In the end, the software charts out its findings. It displays its own conclusions in a box, the related arguments in an adjoining box, and evidence in yet another box. Using this method, Johnson recently teased out inconsistencies in an 80-page document discussing the failure of London's computerized ambulance dispatch system. Though the report's conclusion blamed the breakdown on inadequate testing of the system, the software revealed references throughout the report to extensive testing.

"A lot of my work is done with lawyers. If you're involved in a large case, one of the techniques of the opposing side is to provide so much supporting evidence at the last minute that you haven't got time or money to go through it all. What my techniques will do for lawyers is to ... show how it all fits together," Johnson said.

Up to now, most of the cases Johnson has studied using the software have involved accidents. "The important thing is to find out whether conclusions or recommendations are made without (supporting) evidence," he explained. "Many times the way people make arguments is determined by rhetoric rather than by logic alone."

For instance, he continued, "people will say fact 'A' and 'A' and 'A' and 'A' and slip in fact 'B,' which is inconvenient to their argument," in the hopes fact "B" will be overlooked. Johnson recalled such an example in an accident report that did not explain why the accident happened until the final page, where it revealed the victims had been drinking.

"That's something suitable for crime thrillers, but not really suitable if you're writing engineering reports," Johnson said. In rooting through accident reports, the software looks at frequencies of key terms such as "fatigue" or "workload." In cases where a word's meaning could be ambiguous -- such as "worker fatigue" vs. "metal fatigue" -- the software assigns code numbers to different meanings of each word and looks at the frequencies of related phrases that could give clues to context, such as "operator error."

"It's not rocket science, not very advanced software," Johnson said. "There is nothing innovative about these search techniques. Much of my work ought really be done inside federal or international agencies. Unfortunately, good software engineers are a scarce resource. They therefore often lack the people required to try some of the more novel techniques on their data sources."

John McDermid, a software and safety engineer at the University of York in Britain, said although the economic impact of Johnson's technique might be difficult to predict, its potential seems significant.

"Imagine an accident where you lost an aircraft," McDermid told UPI. "You don't get the right cause for what happened, so you fix the wrong thing." But if the software flags inconsistencies in an accident report, it might help investigators uncover the real problem. "So in avoiding accidents, you're talking hundreds of millions of dollars," he said. "The potential is for a very large payback."
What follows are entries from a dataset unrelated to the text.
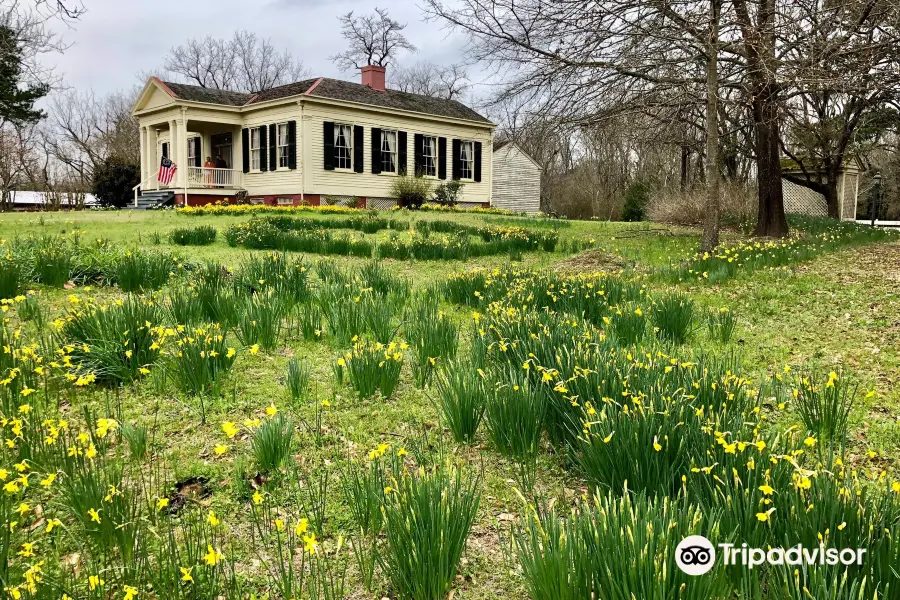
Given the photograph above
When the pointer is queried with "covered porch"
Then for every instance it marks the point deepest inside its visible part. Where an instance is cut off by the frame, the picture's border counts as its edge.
(206, 150)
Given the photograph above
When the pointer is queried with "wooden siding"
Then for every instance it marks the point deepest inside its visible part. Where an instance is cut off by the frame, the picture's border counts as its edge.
(517, 181)
(310, 176)
(282, 181)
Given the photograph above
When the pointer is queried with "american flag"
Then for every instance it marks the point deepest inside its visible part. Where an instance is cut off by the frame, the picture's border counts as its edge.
(166, 171)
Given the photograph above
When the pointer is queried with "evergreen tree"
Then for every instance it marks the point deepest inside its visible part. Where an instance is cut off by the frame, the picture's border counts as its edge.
(16, 101)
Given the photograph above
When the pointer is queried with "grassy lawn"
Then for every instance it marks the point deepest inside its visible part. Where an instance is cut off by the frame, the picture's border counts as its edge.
(838, 312)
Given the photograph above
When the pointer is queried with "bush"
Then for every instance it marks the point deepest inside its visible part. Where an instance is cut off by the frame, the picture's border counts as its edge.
(114, 181)
(637, 198)
(447, 194)
(688, 207)
(411, 192)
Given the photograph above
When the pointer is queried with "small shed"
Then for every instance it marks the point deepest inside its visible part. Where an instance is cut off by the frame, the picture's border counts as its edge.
(517, 179)
(801, 200)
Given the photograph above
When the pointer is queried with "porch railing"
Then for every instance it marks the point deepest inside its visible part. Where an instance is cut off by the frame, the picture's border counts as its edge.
(204, 177)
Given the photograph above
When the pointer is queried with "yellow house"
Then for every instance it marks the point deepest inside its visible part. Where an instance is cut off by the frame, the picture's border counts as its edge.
(315, 141)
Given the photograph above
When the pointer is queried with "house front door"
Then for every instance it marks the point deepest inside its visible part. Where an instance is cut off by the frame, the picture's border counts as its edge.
(162, 152)
(222, 148)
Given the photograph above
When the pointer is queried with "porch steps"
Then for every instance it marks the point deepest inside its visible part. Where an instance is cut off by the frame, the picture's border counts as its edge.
(153, 200)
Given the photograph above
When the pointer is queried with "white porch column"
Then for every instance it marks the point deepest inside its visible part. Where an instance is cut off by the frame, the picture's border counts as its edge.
(182, 171)
(152, 156)
(144, 153)
(173, 143)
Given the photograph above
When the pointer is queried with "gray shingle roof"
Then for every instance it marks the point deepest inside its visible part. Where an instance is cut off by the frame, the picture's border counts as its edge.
(334, 89)
(195, 93)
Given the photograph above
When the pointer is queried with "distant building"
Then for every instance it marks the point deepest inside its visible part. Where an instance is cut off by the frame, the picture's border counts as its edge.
(517, 179)
(800, 200)
(21, 201)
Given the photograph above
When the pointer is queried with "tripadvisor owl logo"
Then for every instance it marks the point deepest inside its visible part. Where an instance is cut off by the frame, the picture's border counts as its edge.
(695, 555)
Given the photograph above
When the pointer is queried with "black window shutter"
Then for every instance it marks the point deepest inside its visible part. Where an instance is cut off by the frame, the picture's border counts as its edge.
(273, 147)
(359, 153)
(376, 150)
(263, 148)
(401, 153)
(442, 158)
(328, 144)
(419, 154)
(292, 144)
(198, 152)
(245, 149)
(477, 161)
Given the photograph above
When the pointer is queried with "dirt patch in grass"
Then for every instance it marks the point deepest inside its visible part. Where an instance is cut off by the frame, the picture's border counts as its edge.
(594, 260)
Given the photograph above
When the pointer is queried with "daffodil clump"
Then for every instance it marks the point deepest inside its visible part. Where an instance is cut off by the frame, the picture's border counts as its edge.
(652, 425)
(57, 260)
(373, 366)
(263, 234)
(116, 342)
(812, 237)
(203, 235)
(197, 359)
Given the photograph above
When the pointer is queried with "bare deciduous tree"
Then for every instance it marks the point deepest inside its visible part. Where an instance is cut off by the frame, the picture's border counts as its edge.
(84, 131)
(373, 39)
(429, 79)
(845, 104)
(244, 62)
(584, 63)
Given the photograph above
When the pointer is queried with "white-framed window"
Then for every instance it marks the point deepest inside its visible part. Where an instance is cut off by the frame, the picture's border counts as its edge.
(283, 143)
(193, 142)
(467, 160)
(255, 149)
(429, 156)
(388, 151)
(343, 146)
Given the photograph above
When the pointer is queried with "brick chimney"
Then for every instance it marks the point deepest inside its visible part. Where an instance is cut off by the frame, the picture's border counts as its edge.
(373, 76)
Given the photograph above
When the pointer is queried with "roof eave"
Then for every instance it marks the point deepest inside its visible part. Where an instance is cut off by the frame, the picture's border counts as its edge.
(385, 109)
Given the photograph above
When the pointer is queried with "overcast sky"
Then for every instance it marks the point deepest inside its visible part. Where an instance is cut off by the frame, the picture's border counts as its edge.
(117, 39)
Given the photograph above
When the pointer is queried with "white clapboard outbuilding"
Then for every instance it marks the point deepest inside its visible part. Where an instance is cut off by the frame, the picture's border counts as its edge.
(517, 179)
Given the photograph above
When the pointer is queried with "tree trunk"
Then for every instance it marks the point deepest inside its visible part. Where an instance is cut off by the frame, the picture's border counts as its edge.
(711, 222)
(831, 196)
(771, 220)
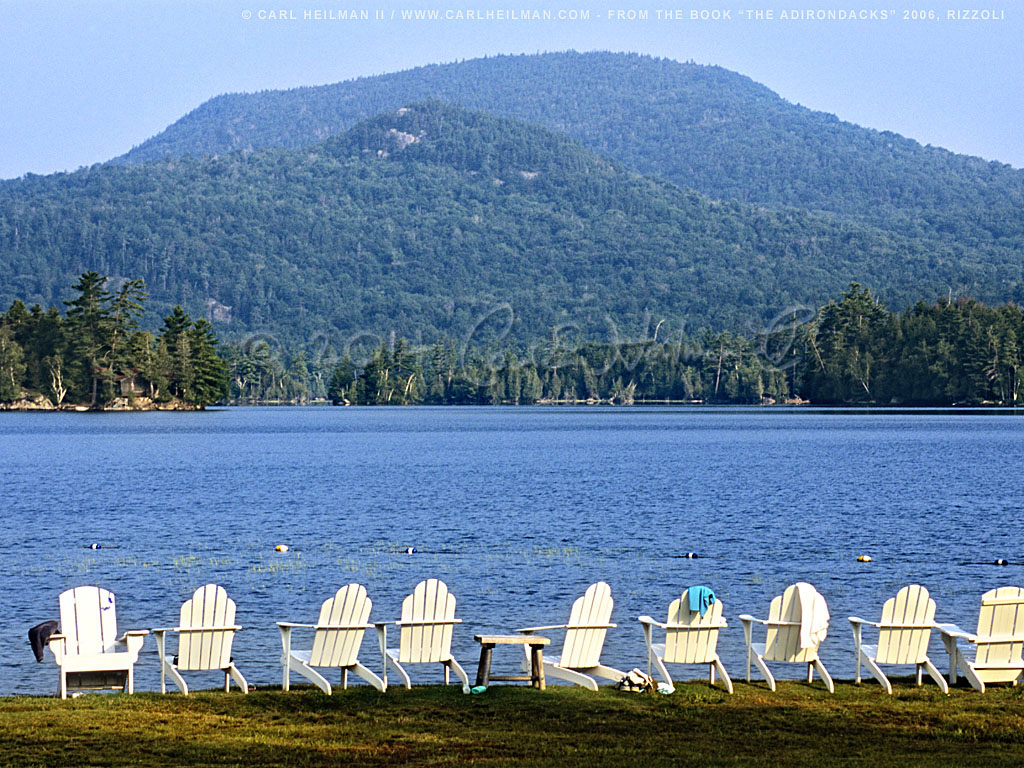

Johnson said he plans to develop a series of software tools to find patterns of failure in accident reports collected by several different countries "to make sure that similar failures are not going undetected. For instance, I think there are many common features in recent health care incidents in both the United States and the United Kingdom involving telemedical applications and end-user medication systems -- for example, for helping control diabetes."

Still, Johnson noted his software requires human intervention to verify computational findings. "It is possible that the system will miss details, and so it is only a tool -- not a substitute -- for manual inspection," he said.